C’est souvent la voix qui me permet d’associer un nom à une personne, surtout quand je la rencontre hors de son cadre habituel. Le visage seul ne suffit pas. La voix, elle, déclenche quelque chose. Alors je m’y accroche.
Et pour limiter les dégâts, j’ai développé une autre stratégie très simple (et franchement épuisante): je dis bonjour à tout le monde, tout le temps. Comme ça, au cas où je ne reconnaîtrais pas quelqu’un que je connais, je ne passe pas pour impolie. Ça ressemble à de la convivialité, mais c’est surtout de la prévention.
Depuis que mes enfants sont en âge de parler, ils sont devenus mes petites balises. Ils me soufflent parfois des identités sans même s’en rendre compte. Je m’appuie sur eux pour reconnaître les personnes qu’on croise, et ça m’évite des scènes gênantes.

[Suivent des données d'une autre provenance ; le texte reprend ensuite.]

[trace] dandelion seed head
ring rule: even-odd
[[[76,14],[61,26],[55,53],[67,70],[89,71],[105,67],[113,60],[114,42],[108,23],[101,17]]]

Parce que ce trouble me complique le quotidien, particulièrement dans deux situations: à la sortie de l’école, et au travail, quand quelqu’un arrive sans rendez-vous. Dans ces moments-là, il faut aller vite, être sûre, gérer socialement. Et moi, je peux être en décalage.
Le regard des autres, lui, ne pardonne pas. Beaucoup me trouvent hautaine ou difficile à cerner, parce qu’il m’arrive de passer près d’eux sans savoir que je les connais, même si je les ai rencontrés quelques jours avant. Ça m’est arrivé avec une opticienne avec qui j’avais échangé la veille: je la recroise, hors contexte, et je passe à côté. Pour elle, ça peut ressembler à du mépris. Pour moi, c’est juste… un bug.
Et c’est fatiguant. Ça demande une énergie énorme: analyser, douter, vérifier, compenser, improviser, sourire. J’aime avoir des moments de solitude, parce que j’en ai besoin pour récupérer de cette vigilance permanente.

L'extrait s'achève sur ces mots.